We tore down the first house we built on the field! I remember when it went up with extreme effort in May-Aug. 1977. It came down in 2 days, Dec 10-11 2012. My kids were toddlers when we moved into that house. We watched them walk through the door as teens and then as young adults. I hear their voices haunting me in the house. It held a lot of memories. But we tore it down and will move on. The second evening before dark after everybody else had gone to bathe, I sat on a bug eaten timber and drank cold coffee and thanked the Lord for all He had done there. There are some lessons to learn from that house. I want to put these things down so that we consider them and are not surprised when it happens again. It will happen again and again until the Lord comes again.
I have been asked on occasion, “What is the hardest thing about being a missionary?” After thought, I can say, it isn’t the snakes, and it isn’t the jungle, and it isn’t the language. The hardest thing about being a missionary is in the words of the Negro spiritual “I’m just a poor wayfaring stranger a travel’n through this world below”. We are forever moving! Forever strangers!
In this country we have moved from place to place. I can count in my mind something around 17 major and minor (short term) moves. This is not counting going back and forth between here and the US. For 12 years we lived in two locations – two complete household set ups – and I also know we are not the only ones to do this. This is a common missionary experience.

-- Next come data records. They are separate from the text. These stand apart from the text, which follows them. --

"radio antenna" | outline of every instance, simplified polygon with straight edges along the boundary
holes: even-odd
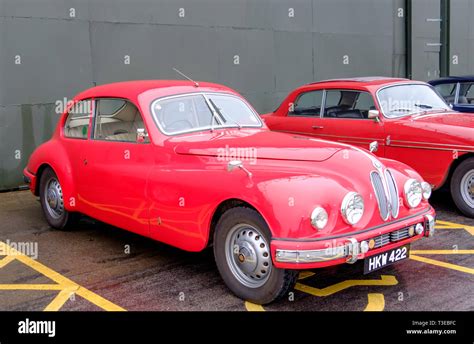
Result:
[[[197,81],[194,81],[194,80],[191,79],[189,76],[187,76],[186,74],[184,74],[183,72],[181,72],[179,69],[173,67],[173,70],[174,70],[176,73],[178,73],[179,75],[181,75],[183,78],[188,79],[189,81],[191,81],[191,82],[194,84],[194,87],[199,87],[199,83],[198,83]]]

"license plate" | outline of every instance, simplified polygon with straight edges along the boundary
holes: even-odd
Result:
[[[382,269],[388,265],[407,259],[410,254],[410,245],[405,245],[385,251],[364,260],[364,274]]]

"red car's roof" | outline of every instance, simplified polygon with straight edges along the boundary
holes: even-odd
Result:
[[[235,93],[229,87],[210,82],[198,81],[199,87],[187,80],[135,80],[115,82],[89,88],[76,96],[76,99],[94,97],[118,97],[136,99],[140,94],[149,90],[159,90],[160,96],[167,96],[188,92],[230,92]]]
[[[320,84],[320,83],[344,82],[344,83],[356,83],[359,86],[377,86],[377,85],[384,85],[388,83],[401,82],[401,81],[411,81],[411,80],[404,79],[404,78],[389,78],[389,77],[384,77],[384,76],[366,76],[366,77],[357,77],[357,78],[322,80],[322,81],[310,83],[309,85]]]

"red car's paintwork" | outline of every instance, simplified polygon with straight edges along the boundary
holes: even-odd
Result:
[[[415,209],[402,203],[398,219],[384,222],[369,178],[374,156],[351,146],[272,132],[264,124],[261,128],[215,128],[164,135],[150,112],[151,102],[195,92],[240,97],[225,86],[203,82],[195,87],[187,81],[123,82],[79,94],[75,101],[114,97],[135,104],[143,116],[150,143],[94,140],[91,130],[87,140],[67,138],[63,134],[66,111],[51,140],[36,149],[25,169],[32,192],[38,194],[37,179],[43,168],[50,166],[62,185],[66,210],[189,251],[208,246],[215,224],[213,216],[229,200],[245,202],[262,215],[272,233],[273,254],[277,248],[328,247],[348,236],[374,237],[424,222],[424,215],[434,216],[427,201]],[[255,164],[244,163],[252,172],[251,177],[241,170],[227,171],[228,161],[218,157],[218,150],[226,146],[258,152]],[[379,161],[393,171],[399,190],[409,178],[421,181],[414,170],[402,163]],[[341,201],[349,191],[357,191],[365,199],[365,215],[355,226],[346,224],[340,215]],[[316,231],[309,220],[318,205],[329,212],[329,223],[321,231]],[[288,268],[328,265],[278,263],[275,259],[274,264]]]
[[[273,113],[262,115],[275,131],[299,133],[361,146],[379,143],[376,155],[413,167],[435,189],[442,187],[452,167],[474,156],[474,117],[459,112],[424,111],[398,119],[382,115],[376,93],[397,84],[424,82],[395,78],[359,78],[316,82],[292,91]],[[369,92],[379,110],[380,122],[344,118],[303,118],[287,116],[290,104],[304,92],[315,90],[356,90]],[[313,128],[315,127],[315,128]]]

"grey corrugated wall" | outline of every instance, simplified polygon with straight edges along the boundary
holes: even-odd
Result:
[[[0,189],[22,184],[56,124],[55,102],[93,82],[178,78],[177,67],[267,112],[313,80],[405,76],[404,4],[0,0]]]

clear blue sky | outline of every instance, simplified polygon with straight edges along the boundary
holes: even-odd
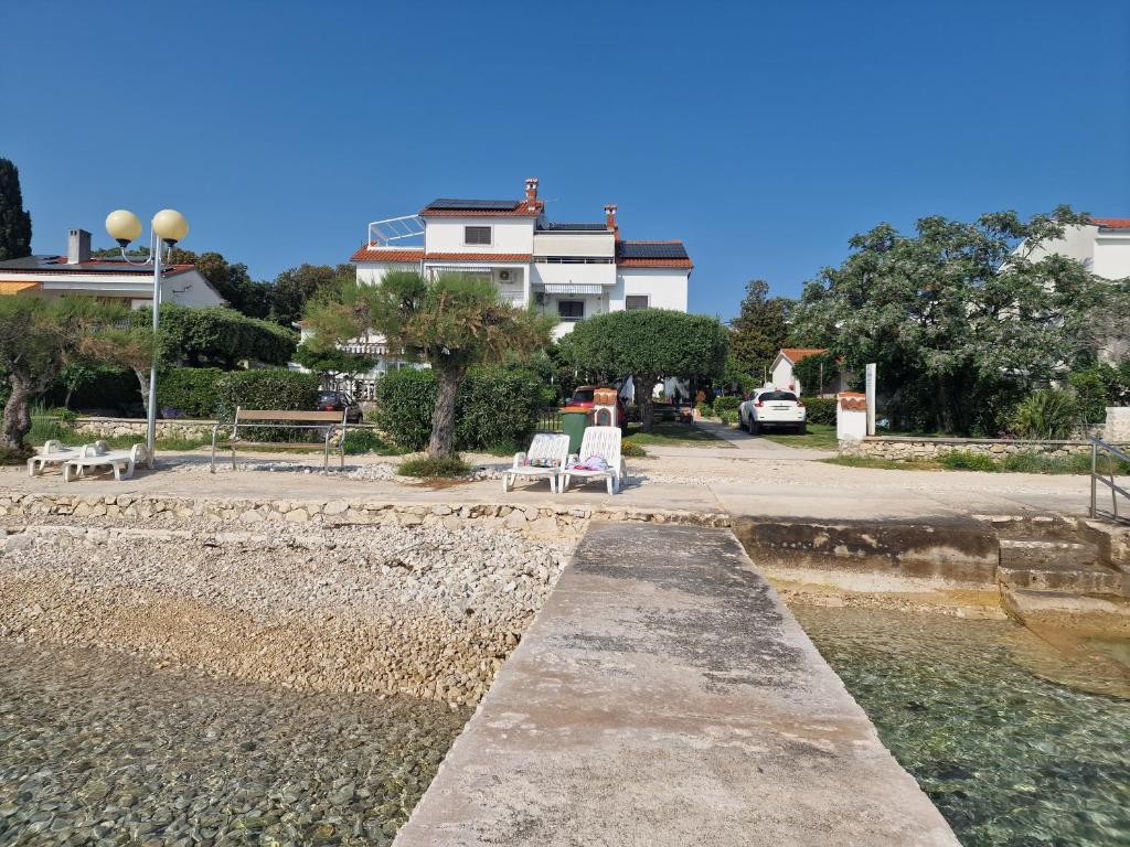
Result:
[[[855,232],[1130,217],[1130,2],[0,0],[0,156],[34,248],[183,211],[270,279],[433,197],[684,238],[693,311],[796,295]]]

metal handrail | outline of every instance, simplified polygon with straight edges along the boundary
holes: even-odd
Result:
[[[1105,477],[1098,472],[1098,452],[1103,451],[1103,455],[1106,457],[1106,474]],[[1130,463],[1130,454],[1123,453],[1121,449],[1115,447],[1113,444],[1107,444],[1104,440],[1090,437],[1090,516],[1098,517],[1098,483],[1102,482],[1104,486],[1111,489],[1111,517],[1119,521],[1119,495],[1122,495],[1130,500],[1130,491],[1122,488],[1114,481],[1114,460],[1121,459],[1123,462]]]

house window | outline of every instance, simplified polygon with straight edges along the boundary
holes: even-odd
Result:
[[[651,295],[629,294],[624,298],[624,308],[631,312],[634,308],[647,308],[651,305]]]
[[[557,300],[557,316],[567,322],[584,317],[584,300]]]
[[[490,244],[490,227],[463,227],[463,244]]]

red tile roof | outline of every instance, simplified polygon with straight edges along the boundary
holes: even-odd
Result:
[[[429,262],[529,262],[529,253],[428,253]]]
[[[782,347],[781,355],[784,356],[789,361],[796,365],[798,361],[803,361],[809,356],[819,356],[822,352],[827,352],[823,347]]]
[[[382,250],[372,244],[363,244],[349,256],[350,262],[418,262],[424,257],[424,247],[407,250]]]
[[[1130,229],[1130,218],[1092,218],[1090,222],[1103,229]]]

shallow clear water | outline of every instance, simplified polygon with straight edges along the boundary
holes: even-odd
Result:
[[[469,716],[0,639],[0,847],[388,845]]]
[[[1029,673],[1012,623],[792,611],[963,845],[1130,845],[1130,701]]]

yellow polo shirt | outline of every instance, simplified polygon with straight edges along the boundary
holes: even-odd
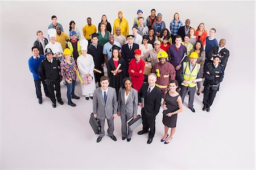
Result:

Paul stated it in 1Cor. 4:11 In the language of 16th century English, “no certain dwelling place”. All of us have what I sometimes call a “nesting instinct”. We want to have a certain dwelling place. I want to be able to plant plants and watch them grow. Constantly moving is one of the costs of being a missionary. We have to deny our “nesting instinct” in order to follow the Lord. Mat 16:24 “If anyone would come after me, he must deny himself…” The writer of Hebrews clearly states this condition. Heb 11:13 By faith…they admitted that they were aliens and strangers on earth. Peter talks about this aspect of the believers life and he calls us, “aliens and strangers in the world”. 1Pet 2:11
The second thing I thought about on that bug riddled beam brought tears to my eyes. We came with words of life for the people of that village. We learned their languages and way of life, made many friends, and doctored absolutely all of them but they rejected the real reason for us being there. Despite constant and repeated effort the majority of the community rejected the one and only way of salvation. They chose instead the wide road that leads to destruction. Some listened, understood and believed and most of those believers are already in heaven. After we came down river from there for the bi-monthly fellowship we were studying Acts 18:6. When the Jews of Corinth rejected the words of life, “Paul shook the dust from his clothes”. In tearing this house down, we in effect have shook the dust from our clothes. There will be people that reject the truth, but like Paul we move on and continue to teach in other places.
These are two things I thought about as I pondered the wreckage of our first home.